Epidermal growth factor (EGF)-induced increases in cytosolic Ca2+ and inositol polyphosphate production were compared in a human hepatocellular carcinoma-derived cell line, PLC/PRF/5, and in an EGF receptor-overexpressing subline, NPLC/PRF/5. Formation of these second messengers was correlated to EGF receptor display at the cell surface by monitoring ligand-induced EGF receptor down-regulation. Both cell lines exhibited a strikingly similar cytosolic Ca2+ increase upon exposure to EGF. The initial inositol phosphate responses were also similar in the two cell lines; inositol 1,4,5-trisphosphate increased within 10-15 s and returned to prestimulatory values after 2 min in both cell lines, while inositol tetrakisphosphate and inositol 1,3,4-trisphosphate were elevated after a 2-min exposure to EGF. At later times the responses were markedly different; NPLC/PRF/5 cells exhibited prolonged production of inositol 1,3,4-trisphosphate and inositol tetrakisphosphate (maximum at 1-3 h) but PLC/PRF/5 cells showed decreased levels of these isomers after 10 min and a return to basal values by 1 h.
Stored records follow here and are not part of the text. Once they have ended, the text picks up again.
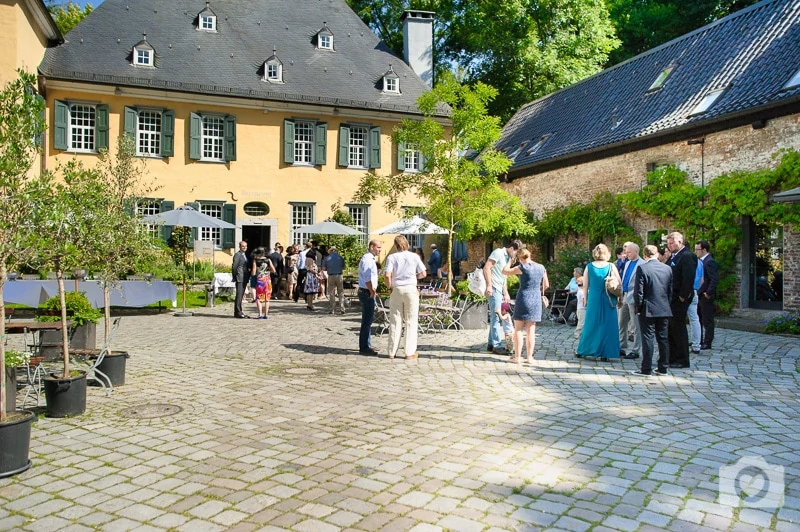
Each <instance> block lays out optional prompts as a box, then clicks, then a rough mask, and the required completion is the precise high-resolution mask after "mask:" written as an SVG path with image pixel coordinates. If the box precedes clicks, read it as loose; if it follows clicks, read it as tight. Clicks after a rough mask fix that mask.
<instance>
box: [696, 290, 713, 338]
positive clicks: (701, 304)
mask: <svg viewBox="0 0 800 532" xmlns="http://www.w3.org/2000/svg"><path fill="white" fill-rule="evenodd" d="M697 298H698V301H697V314H698V316H699V317H700V330H701V331H702V332H701V333H700V345H703V346H706V347H711V344H712V343H714V298H713V297H712V298H709V299H706V296H704V295H698V296H697Z"/></svg>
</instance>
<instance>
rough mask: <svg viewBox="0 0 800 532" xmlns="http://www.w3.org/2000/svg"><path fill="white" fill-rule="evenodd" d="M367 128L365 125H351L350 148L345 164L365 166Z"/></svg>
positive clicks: (366, 159) (354, 166) (348, 151)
Exposure of PLC/PRF/5 cells to EGF caused a progressive decrease in the amount of EGF receptor at the cell surface whereas such treatment did not change the surface receptor levels in NPLC/PRF/5 cells. Kinetic analysis of EGF receptor down-regulation showed that receptor internalization was rapid enough to account for the transient nature of the inositol phosphate response in PLC/PRF/5 cells. Thus, the divergent patterns of signaling exhibited by the two cell lines may reflect differences in the efficiency of EGF-induced down-regulation of surface receptors.